Nutrient / MetricBaked Rutabaga (100g)Alexanders (100g)
Calories75 kcal 40 kcal
Protein1.5g 2g
Fats0.1g 0.5g
Carbohydrates17.2g 8g
Dietary Fiber3g 3g
GIGlycemic Index62 15
Water Content88% 92%

Nutritional Verdict

Based on nutrient-density scores (highly bioavailable proteins, soluble prebiotic fiber, and balanced glycemic metrics), Alexanders is programmatically rated superior for structural cellular health.

Baked Rutabaga

Baked rutabaga is a root vegetable known for its sweet, earthy flavor and creamy texture when cooked.
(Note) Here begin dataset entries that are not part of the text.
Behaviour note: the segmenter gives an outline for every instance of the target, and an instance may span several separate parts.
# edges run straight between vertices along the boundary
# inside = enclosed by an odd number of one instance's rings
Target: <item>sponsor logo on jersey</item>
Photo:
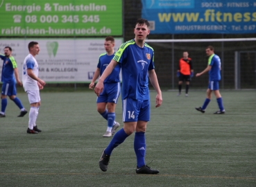
[[[143,60],[139,60],[137,61],[137,62],[139,63],[141,62],[142,63],[142,69],[144,69],[144,65],[145,64],[148,64],[148,62],[146,62],[146,61]]]
[[[147,58],[148,60],[151,60],[151,54],[149,54],[149,53],[146,53],[146,58]]]
[[[59,44],[58,42],[47,42],[46,48],[48,55],[50,57],[51,57],[51,56],[56,57],[58,46]]]

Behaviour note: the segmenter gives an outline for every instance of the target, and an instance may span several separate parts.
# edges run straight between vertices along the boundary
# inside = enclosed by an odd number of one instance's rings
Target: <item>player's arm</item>
[[[19,71],[18,71],[18,69],[17,69],[17,68],[15,68],[13,70],[14,70],[14,72],[15,72],[15,79],[16,79],[16,82],[17,82],[17,83],[19,86],[22,86],[22,82],[20,82],[19,78]]]
[[[162,91],[158,84],[157,77],[155,73],[155,69],[151,69],[148,71],[148,78],[151,82],[152,86],[154,87],[157,92],[157,96],[155,97],[155,107],[159,107],[162,105]]]
[[[114,60],[112,60],[107,68],[104,70],[101,78],[98,80],[97,84],[96,84],[94,92],[99,96],[103,90],[103,82],[105,79],[110,75],[114,67],[118,64],[118,62]]]
[[[39,78],[37,78],[34,74],[34,73],[33,73],[32,69],[27,69],[26,73],[28,73],[28,75],[30,76],[32,79],[39,82],[39,83],[40,83],[42,86],[45,85],[45,82],[44,80],[42,80],[42,79],[40,79]]]
[[[94,77],[92,78],[92,80],[91,83],[89,85],[89,88],[90,89],[93,89],[93,88],[94,87],[95,81],[99,77],[100,73],[101,73],[100,69],[99,68],[96,68],[96,69],[95,70],[94,75]]]
[[[0,53],[0,58],[1,58],[1,60],[3,60],[3,57],[4,57],[5,56],[6,56],[5,55],[3,55],[3,54],[2,54],[2,53]]]
[[[208,72],[209,71],[210,71],[212,69],[212,66],[211,65],[208,65],[207,66],[207,68],[205,69],[204,71],[203,71],[201,73],[196,73],[196,77],[199,77],[200,75],[202,75],[203,74]]]
[[[189,62],[189,69],[190,69],[190,77],[194,77],[194,69],[193,69],[193,62],[192,60]]]
[[[177,78],[179,78],[179,77],[180,77],[180,61],[179,61],[178,69],[177,69],[177,74],[176,74]]]
[[[192,62],[192,60],[190,60],[189,67],[190,67],[190,71],[191,71],[191,72],[194,72],[194,69],[193,69],[193,62]]]

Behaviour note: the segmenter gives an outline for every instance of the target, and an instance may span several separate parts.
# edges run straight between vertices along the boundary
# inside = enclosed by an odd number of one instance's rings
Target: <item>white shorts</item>
[[[38,103],[41,100],[39,90],[27,91],[28,101],[30,104]]]

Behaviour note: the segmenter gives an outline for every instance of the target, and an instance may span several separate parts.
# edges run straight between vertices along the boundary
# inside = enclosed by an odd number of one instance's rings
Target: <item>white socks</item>
[[[31,110],[29,111],[29,115],[28,115],[28,128],[30,130],[33,130],[34,127],[34,124],[35,126],[35,121],[37,120],[38,114],[38,111],[36,107],[31,107]]]

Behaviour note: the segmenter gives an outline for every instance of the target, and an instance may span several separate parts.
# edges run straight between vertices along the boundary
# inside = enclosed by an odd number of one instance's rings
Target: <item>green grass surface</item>
[[[221,91],[226,110],[214,115],[213,96],[205,114],[205,91],[163,92],[146,136],[147,163],[157,175],[135,174],[134,134],[114,150],[109,169],[99,160],[111,138],[97,113],[92,92],[41,93],[39,134],[26,134],[28,115],[8,100],[0,118],[0,186],[256,186],[256,92]],[[27,96],[18,97],[29,110]],[[121,102],[116,120],[121,123]]]

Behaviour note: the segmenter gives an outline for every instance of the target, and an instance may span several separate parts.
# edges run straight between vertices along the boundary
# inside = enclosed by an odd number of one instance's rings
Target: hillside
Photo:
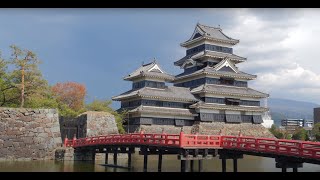
[[[269,98],[268,106],[270,108],[272,119],[279,125],[284,118],[305,118],[313,120],[313,108],[319,107],[319,104],[295,101],[289,99]]]

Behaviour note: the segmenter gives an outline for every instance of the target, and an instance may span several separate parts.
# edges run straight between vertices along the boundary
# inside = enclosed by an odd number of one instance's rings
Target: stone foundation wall
[[[57,110],[0,108],[0,160],[54,159],[61,145]]]
[[[171,125],[130,125],[131,131],[138,133],[143,130],[145,133],[167,133],[167,134],[179,134],[181,127]],[[192,126],[183,126],[184,133],[191,134]]]
[[[86,137],[119,133],[116,120],[110,113],[88,111],[79,116],[79,119],[87,122]]]
[[[115,118],[108,112],[88,111],[73,119],[60,117],[61,138],[118,134]]]

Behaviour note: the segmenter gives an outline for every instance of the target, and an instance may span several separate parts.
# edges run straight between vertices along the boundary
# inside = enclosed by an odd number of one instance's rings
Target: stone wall
[[[86,122],[85,137],[119,133],[114,116],[108,112],[88,111],[78,119],[80,122]]]
[[[62,141],[106,134],[118,134],[115,118],[108,112],[87,111],[74,119],[60,117]]]
[[[179,134],[181,127],[171,125],[130,125],[130,132],[138,133],[143,130],[145,133],[167,133],[167,134]],[[192,126],[183,126],[182,131],[184,133],[191,134]]]
[[[57,110],[0,108],[0,160],[53,159],[61,145]]]

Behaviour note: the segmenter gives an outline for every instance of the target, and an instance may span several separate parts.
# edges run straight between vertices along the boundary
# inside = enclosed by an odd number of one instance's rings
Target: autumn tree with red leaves
[[[52,92],[60,104],[66,105],[73,111],[84,108],[86,86],[76,82],[57,83],[52,87]]]

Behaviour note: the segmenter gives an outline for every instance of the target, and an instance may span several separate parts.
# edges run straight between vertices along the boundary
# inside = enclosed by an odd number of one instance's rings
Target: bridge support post
[[[199,172],[203,171],[203,160],[199,160]]]
[[[181,162],[181,172],[186,172],[186,160],[180,160]]]
[[[220,156],[219,158],[222,160],[222,172],[226,172],[227,170],[227,159],[233,160],[233,171],[238,172],[238,159],[243,158],[243,154],[241,152],[220,149],[218,153]]]
[[[285,166],[282,167],[282,172],[287,172],[287,168]]]
[[[113,164],[118,165],[118,152],[117,151],[115,151],[113,153]]]
[[[226,158],[222,158],[222,172],[227,172],[227,160]]]
[[[158,159],[158,172],[162,170],[162,151],[159,151],[159,159]]]
[[[108,164],[109,153],[106,152],[106,157],[104,158],[104,163]]]
[[[128,152],[128,168],[131,169],[131,152]]]
[[[190,171],[193,172],[194,171],[194,160],[190,161]]]
[[[233,172],[238,172],[238,159],[233,158]]]
[[[289,158],[289,157],[278,157],[276,160],[276,168],[281,168],[282,172],[287,172],[287,168],[292,168],[293,172],[298,172],[298,168],[303,166],[303,161]]]
[[[143,155],[143,172],[147,172],[148,170],[148,154],[147,152],[144,152]]]

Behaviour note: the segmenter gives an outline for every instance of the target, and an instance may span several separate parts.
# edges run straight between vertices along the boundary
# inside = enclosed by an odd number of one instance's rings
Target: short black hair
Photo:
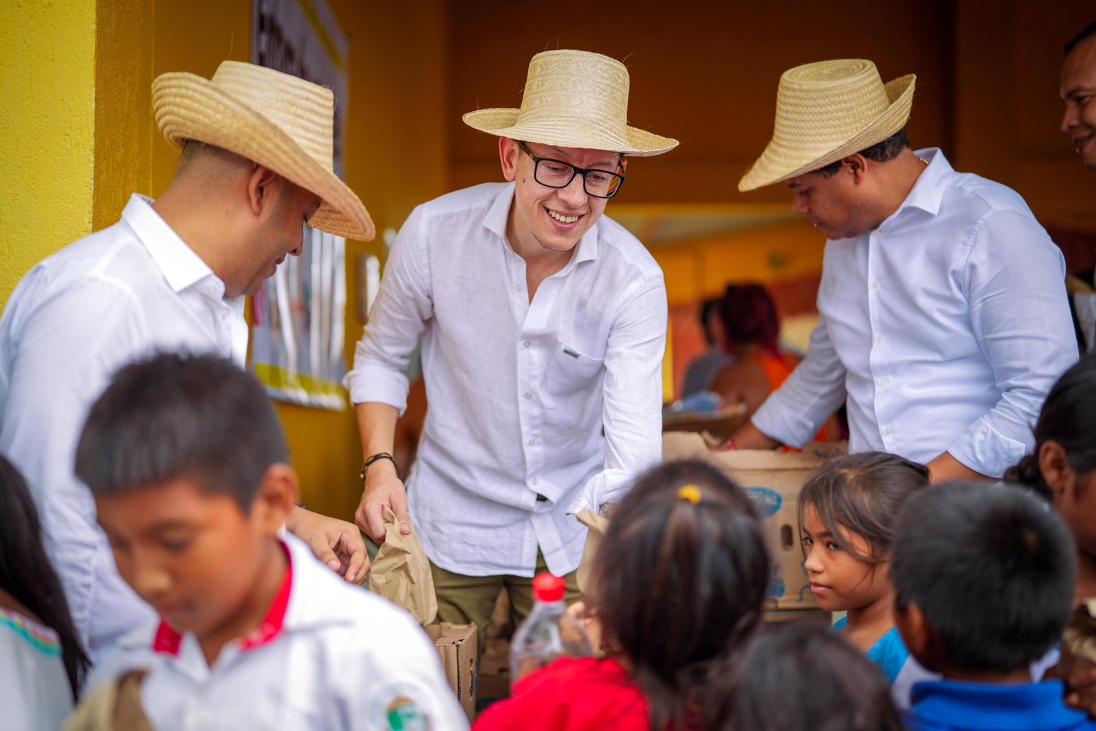
[[[704,340],[709,345],[716,344],[716,339],[711,336],[711,318],[719,315],[719,305],[722,300],[719,297],[704,300],[700,305],[700,327],[704,329]]]
[[[637,479],[597,549],[587,603],[630,661],[652,729],[724,728],[724,671],[761,624],[770,572],[754,503],[729,477],[683,460]]]
[[[1039,468],[1039,450],[1047,442],[1065,449],[1070,468],[1081,477],[1096,469],[1096,353],[1087,353],[1062,374],[1042,402],[1035,424],[1035,449],[1009,469],[1005,480],[1025,484],[1048,502],[1053,502],[1050,486]],[[1086,480],[1075,487],[1082,494]]]
[[[1065,44],[1065,55],[1069,56],[1074,48],[1093,36],[1096,36],[1096,22],[1089,23],[1081,33],[1070,38],[1070,42]]]
[[[799,525],[813,507],[830,538],[860,561],[886,563],[894,544],[894,522],[910,495],[929,484],[928,468],[886,452],[858,452],[818,469],[799,493]],[[868,542],[858,552],[842,528]],[[815,536],[817,539],[817,536]]]
[[[859,150],[857,155],[863,155],[872,162],[890,162],[907,147],[910,147],[910,138],[905,136],[905,129],[903,128],[881,142],[876,142],[871,147]],[[834,160],[830,164],[823,165],[818,170],[812,170],[811,172],[817,172],[823,178],[833,178],[837,174],[838,170],[841,170],[841,160]]]
[[[190,479],[247,513],[267,468],[288,460],[253,376],[216,355],[161,353],[124,366],[91,407],[76,473],[96,495]]]
[[[945,483],[899,516],[895,606],[915,604],[959,670],[1011,673],[1046,654],[1070,617],[1075,571],[1070,532],[1023,488]]]
[[[735,667],[731,726],[750,731],[902,731],[882,669],[825,624],[773,624]]]

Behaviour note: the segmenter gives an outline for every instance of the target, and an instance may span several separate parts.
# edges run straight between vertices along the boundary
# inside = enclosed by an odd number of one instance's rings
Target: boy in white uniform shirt
[[[160,615],[89,688],[129,671],[165,729],[465,729],[425,633],[293,536],[285,439],[262,386],[215,356],[126,366],[76,470],[122,578]]]

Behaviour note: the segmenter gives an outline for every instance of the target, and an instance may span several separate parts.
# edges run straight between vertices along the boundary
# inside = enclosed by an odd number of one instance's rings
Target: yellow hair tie
[[[683,486],[680,490],[677,490],[677,496],[681,500],[687,500],[696,505],[700,502],[700,488],[695,484]]]

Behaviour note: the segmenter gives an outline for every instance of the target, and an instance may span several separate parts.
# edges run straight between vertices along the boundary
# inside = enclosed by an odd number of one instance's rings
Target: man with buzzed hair
[[[935,482],[1001,477],[1034,446],[1077,357],[1065,262],[1015,191],[911,149],[913,90],[863,59],[780,78],[773,140],[739,190],[786,183],[825,233],[820,323],[728,446],[801,446],[843,401],[850,450],[924,462]]]
[[[156,202],[135,194],[121,221],[37,264],[0,320],[0,452],[27,478],[93,660],[155,614],[118,576],[73,473],[89,406],[117,368],[153,351],[214,352],[242,367],[243,298],[301,252],[302,227],[363,241],[374,233],[331,172],[330,90],[225,61],[212,80],[161,75],[152,105],[164,136],[184,148],[171,184]],[[365,580],[352,524],[295,509],[287,527],[346,580]]]
[[[1096,23],[1065,44],[1060,93],[1065,102],[1062,132],[1085,167],[1096,170]]]
[[[1096,170],[1096,23],[1089,23],[1065,44],[1059,93],[1065,102],[1062,132],[1089,170]],[[1083,352],[1096,350],[1096,290],[1089,270],[1066,277],[1073,306],[1077,345]]]

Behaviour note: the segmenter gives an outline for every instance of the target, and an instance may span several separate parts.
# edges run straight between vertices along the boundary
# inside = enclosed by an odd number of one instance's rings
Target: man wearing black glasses
[[[627,105],[624,65],[552,50],[529,64],[520,110],[466,114],[500,137],[507,182],[411,214],[357,344],[355,519],[379,541],[385,507],[404,533],[410,516],[443,621],[486,627],[503,587],[520,619],[535,573],[579,566],[573,514],[618,501],[661,458],[665,284],[602,214],[626,156],[677,141],[628,127]],[[404,491],[389,455],[420,335],[430,408]]]

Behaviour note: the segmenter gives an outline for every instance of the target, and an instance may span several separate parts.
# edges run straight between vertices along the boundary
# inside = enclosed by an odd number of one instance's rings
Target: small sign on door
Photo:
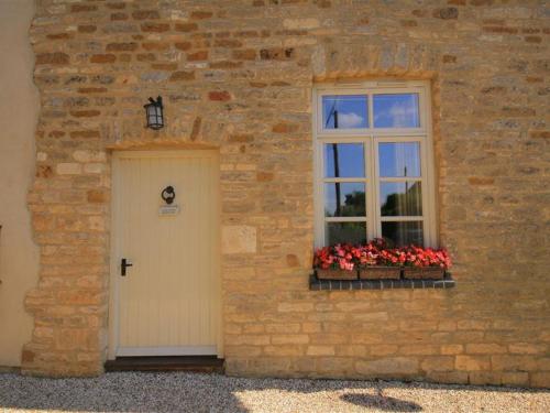
[[[161,217],[167,217],[172,215],[178,215],[179,214],[179,206],[178,205],[163,205],[162,207],[158,208],[158,215]]]

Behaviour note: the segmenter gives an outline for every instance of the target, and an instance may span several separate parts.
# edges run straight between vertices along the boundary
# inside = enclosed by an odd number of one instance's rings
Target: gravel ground
[[[0,374],[0,412],[550,412],[550,391],[342,380],[107,373]]]

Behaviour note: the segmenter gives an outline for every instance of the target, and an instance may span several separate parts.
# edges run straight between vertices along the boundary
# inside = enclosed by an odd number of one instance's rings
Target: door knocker
[[[161,193],[161,197],[167,205],[170,205],[174,202],[174,199],[176,199],[176,192],[174,191],[174,187],[166,186]]]

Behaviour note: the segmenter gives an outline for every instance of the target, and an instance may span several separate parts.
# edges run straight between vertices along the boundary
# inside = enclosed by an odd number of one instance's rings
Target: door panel
[[[217,354],[217,153],[122,153],[116,170],[117,259],[132,263],[117,278],[117,355]],[[168,185],[179,211],[161,215]]]

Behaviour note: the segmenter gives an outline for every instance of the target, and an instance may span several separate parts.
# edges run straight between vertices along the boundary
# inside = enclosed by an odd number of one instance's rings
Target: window
[[[316,246],[437,246],[429,84],[315,90]]]

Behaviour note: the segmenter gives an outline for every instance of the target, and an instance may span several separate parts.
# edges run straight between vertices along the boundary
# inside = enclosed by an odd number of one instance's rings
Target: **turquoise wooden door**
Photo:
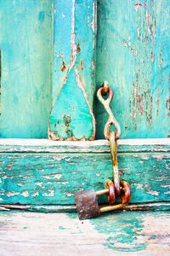
[[[167,2],[100,0],[96,24],[94,0],[0,1],[3,205],[74,210],[75,191],[103,188],[111,160],[95,95],[108,80],[128,209],[169,207]]]

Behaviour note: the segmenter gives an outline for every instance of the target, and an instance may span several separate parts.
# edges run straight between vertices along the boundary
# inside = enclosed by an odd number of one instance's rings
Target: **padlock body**
[[[75,193],[79,219],[96,218],[100,215],[98,198],[94,189]]]

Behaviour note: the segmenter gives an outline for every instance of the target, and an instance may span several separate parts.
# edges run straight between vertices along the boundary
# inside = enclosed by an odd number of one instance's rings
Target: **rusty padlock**
[[[108,189],[103,190],[95,191],[94,189],[89,189],[75,193],[75,201],[79,219],[82,220],[96,218],[102,212],[121,209],[128,203],[131,196],[130,185],[126,181],[121,181],[122,202],[117,205],[99,207],[98,196],[102,195],[110,195],[110,187],[112,187],[112,184],[110,184]]]

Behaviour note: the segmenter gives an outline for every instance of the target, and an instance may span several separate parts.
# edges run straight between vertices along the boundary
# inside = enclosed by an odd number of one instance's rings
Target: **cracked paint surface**
[[[122,138],[169,136],[167,0],[98,1],[96,86],[115,91]],[[106,119],[96,101],[97,138]]]
[[[94,139],[94,4],[95,0],[54,3],[49,139]]]

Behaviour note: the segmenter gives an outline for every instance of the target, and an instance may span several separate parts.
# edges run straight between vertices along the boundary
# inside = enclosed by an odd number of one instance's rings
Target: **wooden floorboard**
[[[0,213],[0,255],[170,255],[169,212]]]

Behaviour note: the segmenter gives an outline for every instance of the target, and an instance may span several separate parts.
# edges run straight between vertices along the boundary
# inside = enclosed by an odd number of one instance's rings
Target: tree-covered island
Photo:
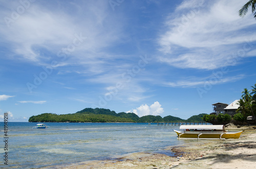
[[[56,114],[42,113],[33,115],[29,122],[70,122],[70,123],[156,123],[164,122],[201,122],[206,114],[194,115],[187,120],[168,115],[162,118],[160,115],[148,115],[139,117],[134,113],[116,113],[109,109],[87,108],[75,113]]]

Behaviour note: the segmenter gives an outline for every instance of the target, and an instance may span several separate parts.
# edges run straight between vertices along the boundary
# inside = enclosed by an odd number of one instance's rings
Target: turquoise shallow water
[[[4,123],[1,123],[4,139]],[[36,168],[91,160],[111,159],[139,152],[169,154],[164,149],[182,144],[173,129],[147,123],[8,123],[8,167]],[[4,142],[0,153],[4,155]],[[1,156],[3,157],[3,155]],[[4,158],[3,158],[3,159]],[[5,166],[3,159],[0,166]]]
It is rich in vitamins and minerals, making it a nutritious addition to various dishes.

Rich in dietary fiber, baked rutabaga aids in digestion and promotes gut health.
High in antioxidants, it helps combat oxidative stress and may reduce the risk of chronic diseases.

Alexanders

Alexanders is a perennial herb known for its culinary uses and medicinal properties. It is rich in vitamins and minerals, making it a nutritious addition to various dishes.

Rich in antioxidants, Alexanders may help reduce inflammation and oxidative stress in the body.
Contains high levels of Vitamin C, which supports immune function and skin health.